Asked if US-led coalition airstrikes were needed, Saadi said: “Of course… the Americans have advanced equipment, they have AWACS (surveillance) aircraft.”

Saadi said that support from the Iraqi air force had been “limited” and not always sufficiently accurate.

Fighters from the Imam Ali Brigade, a Shiite militia involved in the Tikrit operation, complained to AFP that a Sukhoi jet had even bombed pro-government forces by mistake.

Since IS fighters took the city in June 2014, they have planted bombs underneath every road, according to residents who fled Tikrit.

One police officer gave an estimate of 10,000 IEDs (improvised explosive devices) in Tikrit, making any military advance perilous.

One senior officer said he could envision the battle of Tikrit lasting two more weeks.

Iran's involvement

Saadi said he thought the reason there had been no coalition airstrikes on Tikrit was political, not military.

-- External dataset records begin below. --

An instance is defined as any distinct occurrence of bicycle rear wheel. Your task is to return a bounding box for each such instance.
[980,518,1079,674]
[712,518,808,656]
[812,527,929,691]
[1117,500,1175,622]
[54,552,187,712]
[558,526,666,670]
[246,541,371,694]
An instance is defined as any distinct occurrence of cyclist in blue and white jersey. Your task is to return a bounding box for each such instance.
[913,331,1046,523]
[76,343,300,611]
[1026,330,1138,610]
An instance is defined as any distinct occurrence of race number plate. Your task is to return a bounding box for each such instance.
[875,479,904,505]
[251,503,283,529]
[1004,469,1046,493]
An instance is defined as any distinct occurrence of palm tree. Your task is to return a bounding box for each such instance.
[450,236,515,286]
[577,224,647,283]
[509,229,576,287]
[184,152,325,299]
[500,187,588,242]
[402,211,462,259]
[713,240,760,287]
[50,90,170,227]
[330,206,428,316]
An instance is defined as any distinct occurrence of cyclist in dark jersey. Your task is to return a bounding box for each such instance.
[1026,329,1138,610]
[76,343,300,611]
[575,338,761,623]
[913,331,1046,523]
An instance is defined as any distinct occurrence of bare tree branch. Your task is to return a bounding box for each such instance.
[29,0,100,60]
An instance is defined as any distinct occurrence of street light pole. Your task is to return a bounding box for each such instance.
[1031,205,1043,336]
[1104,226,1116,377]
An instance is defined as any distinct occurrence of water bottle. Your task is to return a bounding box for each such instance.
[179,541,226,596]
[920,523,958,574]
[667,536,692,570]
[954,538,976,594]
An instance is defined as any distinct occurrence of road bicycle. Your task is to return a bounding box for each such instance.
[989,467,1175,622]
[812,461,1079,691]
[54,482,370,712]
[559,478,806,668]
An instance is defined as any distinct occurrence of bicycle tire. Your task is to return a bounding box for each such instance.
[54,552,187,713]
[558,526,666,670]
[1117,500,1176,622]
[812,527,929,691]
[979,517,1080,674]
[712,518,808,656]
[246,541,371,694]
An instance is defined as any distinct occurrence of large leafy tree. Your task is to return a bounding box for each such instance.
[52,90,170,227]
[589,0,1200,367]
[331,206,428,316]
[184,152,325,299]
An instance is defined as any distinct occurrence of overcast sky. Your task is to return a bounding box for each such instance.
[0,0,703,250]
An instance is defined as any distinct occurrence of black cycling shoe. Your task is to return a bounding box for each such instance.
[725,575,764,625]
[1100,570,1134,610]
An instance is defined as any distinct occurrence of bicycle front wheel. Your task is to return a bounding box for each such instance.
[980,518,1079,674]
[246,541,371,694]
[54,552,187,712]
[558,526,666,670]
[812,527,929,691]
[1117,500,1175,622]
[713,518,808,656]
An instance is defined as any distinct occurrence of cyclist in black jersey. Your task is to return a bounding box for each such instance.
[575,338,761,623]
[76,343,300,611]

Shiite Iran has been Baghdad’s main foreign partner in the operation and Tehran’s top commander in charge of external operations, Qassem Soleimani, has been omnipresent on the front lines.

Officials in Washington have expressed unease at the level of Iranian involvement in Tikrit, an overwhelmingly Sunni city which was executed dictator Saddam Hussein’s hometown.

Coalition air strikes have supported several other operations to reclaim jihadist-held territory in Iraq in recent months, including some in which Iran-backed Shiite militias were involved.

Tens of thousands of people have been displaced by this offensive. Tikrit once had an estimated population of 200,000 but it is unclear how many civilians remain in the war-torn city.

The offensive also has an unexpected supporter. The Vatican’s envoy to the United Nations in Geneva has endorsed military action against the Islamic State group in Iraq and Syria — an unusual move because the Vatican traditionally has opposed force in the region.

In an interview with the US Catholic website Crux, Archbishop Silvano Tomasi said IS fighters were committing atrocities on a huge scale and the world needed to intervene.

“We have to stop this kind of genocide,” the Italian archbishop told Crux. “Otherwise we’ll be crying out in the future about why we didn’t do something, why we allowed such a terrible tragedy to happen.”

Tomasi said a coordinated and “well-thought-out coalition” was needed to do everything possible to achieve a political settlement without violence.

“But if that’s not possible, then the use of force will be necessary,” he added.

Pope Francis has denounced the “intolerable brutality” being inflicted on Christians and other minorities in Iraq and Syria by IS group militants.

Last month, IS kidnapped 220 Assyrians in the Tal Tamr area of Syria where the extremist Islamist group has seized control of 10 Christian villages, according to the Syrian Observatory for Human Rights.

And the pope expressed his dismay after the group’s Libyan branch released a video showing the gruesome beheading of 21 mostly Egyptian Coptic Christians.